Just for fun, a bit of philosophy football

Well, I have a front page, but if I’m ever going to have a full virtual newspaper, it must have a sports page, right?

Right.

So it is that I thought I’d share this wonderful Monte Python skit. Maybe you’ve seen it, but I never had. At the end of a long day, I looked it up tonight, having read about it this morning in a book review in the WSJ, to wit:

In a blissfully funny, vintage Monty Python sketch, there is a soccer game between Germany and Greece in which the players are leading philosophers. The always formidable Germany, captained by “Nobby” Hegel, boasts the world-class attackers Nietzsche, Heidegger and Wittgenstein, while the wily Greeks, captained by Socrates, field a dream team with Plato in goal, Aristotle on defense and—a surprise inclusion—the mathematician Archimedes.
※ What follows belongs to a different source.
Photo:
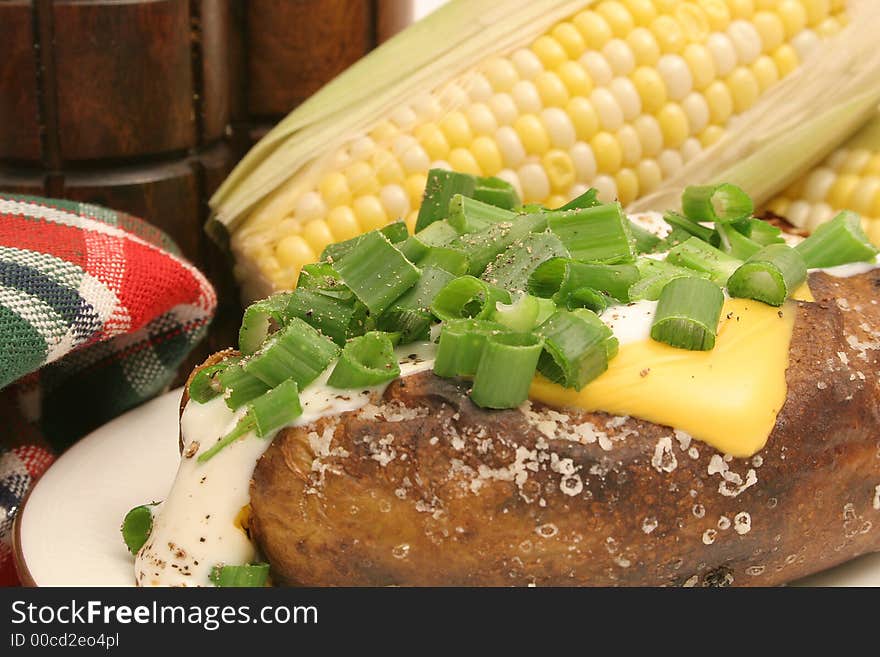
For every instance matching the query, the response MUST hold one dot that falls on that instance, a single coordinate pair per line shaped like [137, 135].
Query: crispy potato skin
[426, 489]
Toward the end of the keenly fought game, during which nothing much appears to happen except a lot of thinking, the canny Socrates scores a bitterly disputed match winner. Mayhem ensues! The enraged Hegel argues in vain with the referee, Confucius, that the reality of Socrates’ goal is merely an a priori adjunct of non-naturalistic ethics, while Kant holds that, ontologically, the goal existed only in the imagination via the categorical imperative, and Karl Marx—who otherwise had a quiet game—protests that Socrates was offside.

What, you were expecting Gamecock football? Perish the thought. You want that, go elsewhere…

2 thoughts on “Just for fun, a bit of philosophy football

  1. Kathryn Fenner

    Iiiii-manuel Kant
    Was a real pissant
    Who was very rarely stable

    Heidegger, Heidegger
    Was a boozy beggar
    Who could drink you under the table

    David Hume
    Could out-consume
    Schopenhauer and Hegel,

    And Wittgenstein
    Was a beery swine
    Who was just as schloshed as Schlegel.